The need to reproduce and verify experiments is not new in science. While result verification is crucial for science to be self-correcting, improving these results helps science to move forward. Revisiting and reusing past results – or as Newton once said, “standing on the shoulders of giants” – is a common practice that leads to practical progress. The ability to reproduce computational experiments brings a range of benefits to science, notably it: enables reviewers to test the outcomes presented in papers; allows new methods to be objectively compared against methods presented in reproducible publications; researchers are able to build on top of previous work directly; and last but not least, recent studies indicate that reproducibility increases impact, visibility, and research quality and helps defeat self-deception.

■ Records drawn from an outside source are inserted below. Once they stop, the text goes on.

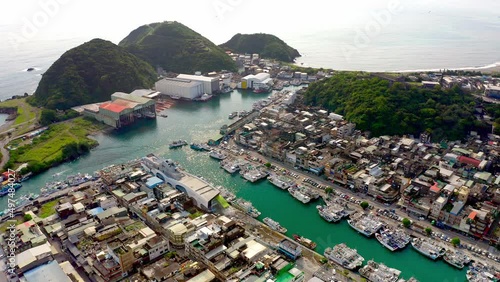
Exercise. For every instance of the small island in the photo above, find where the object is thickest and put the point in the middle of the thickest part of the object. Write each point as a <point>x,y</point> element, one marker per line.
<point>267,45</point>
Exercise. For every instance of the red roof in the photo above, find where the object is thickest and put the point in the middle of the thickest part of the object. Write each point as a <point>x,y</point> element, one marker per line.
<point>435,188</point>
<point>469,161</point>
<point>113,107</point>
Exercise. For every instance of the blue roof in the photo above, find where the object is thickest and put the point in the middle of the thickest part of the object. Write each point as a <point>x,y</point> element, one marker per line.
<point>47,272</point>
<point>95,211</point>
<point>153,182</point>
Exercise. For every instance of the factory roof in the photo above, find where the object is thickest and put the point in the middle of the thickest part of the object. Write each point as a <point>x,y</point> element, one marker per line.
<point>47,272</point>
<point>115,108</point>
<point>181,81</point>
<point>197,77</point>
<point>125,96</point>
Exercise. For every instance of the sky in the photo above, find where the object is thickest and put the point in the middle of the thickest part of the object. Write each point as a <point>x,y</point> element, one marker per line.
<point>217,20</point>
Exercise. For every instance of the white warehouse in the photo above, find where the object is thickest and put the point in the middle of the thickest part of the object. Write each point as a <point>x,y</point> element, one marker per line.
<point>210,84</point>
<point>182,88</point>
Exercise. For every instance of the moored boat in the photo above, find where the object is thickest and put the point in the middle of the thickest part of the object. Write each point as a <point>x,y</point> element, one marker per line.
<point>274,225</point>
<point>344,256</point>
<point>304,241</point>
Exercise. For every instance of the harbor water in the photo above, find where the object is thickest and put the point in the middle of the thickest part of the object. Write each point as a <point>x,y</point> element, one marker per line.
<point>198,122</point>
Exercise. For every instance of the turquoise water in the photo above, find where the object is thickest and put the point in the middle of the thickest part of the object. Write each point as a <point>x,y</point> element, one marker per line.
<point>198,122</point>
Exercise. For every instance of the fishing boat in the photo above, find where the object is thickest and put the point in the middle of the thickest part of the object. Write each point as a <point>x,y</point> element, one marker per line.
<point>274,225</point>
<point>344,256</point>
<point>177,144</point>
<point>456,258</point>
<point>374,271</point>
<point>304,241</point>
<point>427,248</point>
<point>218,155</point>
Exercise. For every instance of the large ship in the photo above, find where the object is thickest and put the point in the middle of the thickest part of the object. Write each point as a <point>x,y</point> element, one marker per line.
<point>197,188</point>
<point>393,239</point>
<point>303,198</point>
<point>344,256</point>
<point>304,241</point>
<point>231,166</point>
<point>327,214</point>
<point>479,272</point>
<point>365,224</point>
<point>427,248</point>
<point>274,225</point>
<point>279,181</point>
<point>177,144</point>
<point>218,155</point>
<point>253,174</point>
<point>456,258</point>
<point>247,207</point>
<point>379,272</point>
<point>5,189</point>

Although a standard in natural science and in Math, where results are accompanied by formal proofs, reproducibility has not been widely applied for results backed by computational experiments. Scientific papers published in conferences and journals often include tables, plots and beautiful pictures that summarize the obtained results, but that only loosely describe the steps taken to derive them. Not only can the methods and implementation be complex, but their configuration may require setting many parameters. Consequently, reproducing the results from scratch is both time-consuming and error-prone, and sometimes impossible This has led to a credibility crisis in many scientific domains. In this talk, we discuss the importance of maintaining detailed provenance (also referred to as lineage and pedigree) for both data and computations, and present methods and systems for capturing, managing and using provenance for reproducibility. We also explore benefits of provenance that go beyond reproducibility and present emerging applications that leverage provenance to support reflective reasoning, collaborative data exploration and visualization, and teaching.

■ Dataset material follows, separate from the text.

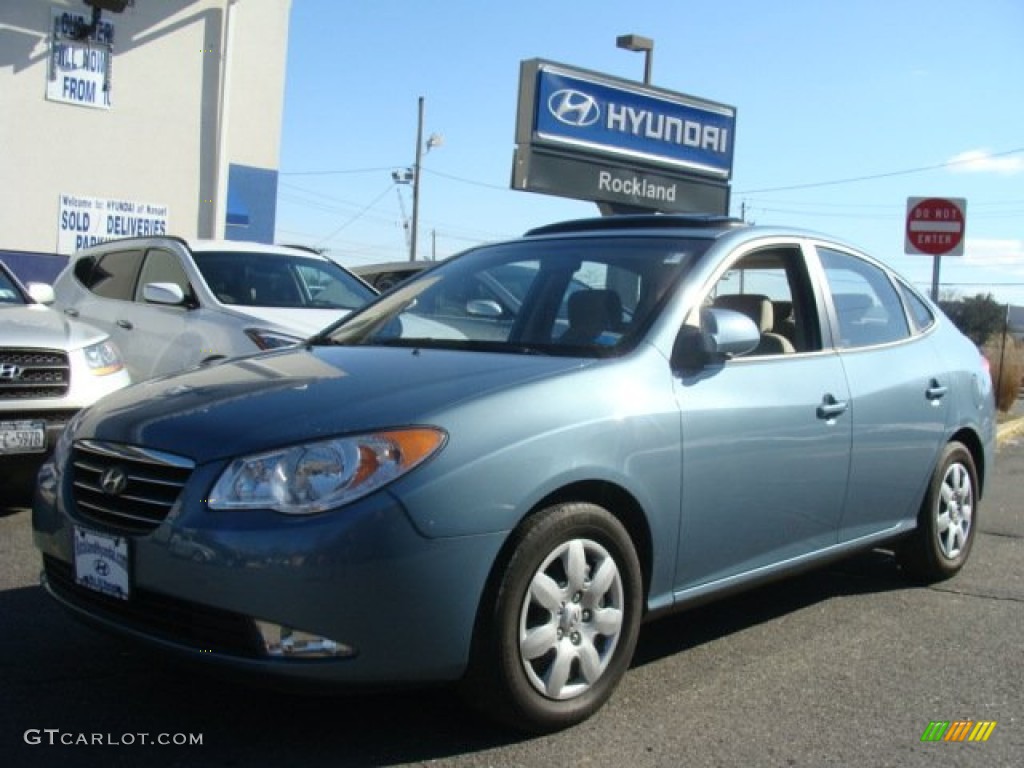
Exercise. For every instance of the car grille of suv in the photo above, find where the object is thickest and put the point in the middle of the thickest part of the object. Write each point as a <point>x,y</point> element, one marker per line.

This work was supported in part by the National Science Foundation, a Google Faculty Research award, the Moore-Sloan Data Science Environment at NYU, IBM Faculty Awards, NYU School of Engineering and Center for Urban Science and Progress.

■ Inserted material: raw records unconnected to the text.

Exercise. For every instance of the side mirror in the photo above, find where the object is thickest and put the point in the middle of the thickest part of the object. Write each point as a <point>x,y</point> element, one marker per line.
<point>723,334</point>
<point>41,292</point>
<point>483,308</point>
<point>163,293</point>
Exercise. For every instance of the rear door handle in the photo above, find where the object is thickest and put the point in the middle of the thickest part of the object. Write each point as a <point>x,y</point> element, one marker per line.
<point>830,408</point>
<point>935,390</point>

About speaker: Juliana Freire is a Professor of Computer Science and Engineering and Data Science at New York University. She holds an appointment at the Courant Institute for Mathematical Science, is a faculty member at the NYU Center for Urban Science and at the NYU Center of Data Science, where she is also the Director of Graduate Studies. Her recent research has focused on big-data analysis and visualization, large-scale information integration, provenance management, and computational reproducibility. Prof. Freire is an active member of the database and Web research communities, with over 150 technical papers, several open-source systems, and 11 U.S. patents. She is an ACM Fellow and a recipient of an NSF CAREER, two IBM Faculty awards, and a Google Faculty Research award. She has chaired or co-chaired several workshops and conferences, and participated as a program committee member in over 70 events. Her research grants are from the National Science Foundation, DARPA, Department of Energy, National Institutes of Health, Sloan Foundation, Betty Moore Foundation, W. M. Keck Foundation, Google, Amazon, the University of Utah, New York University, Microsoft Research, Yahoo! and IBM.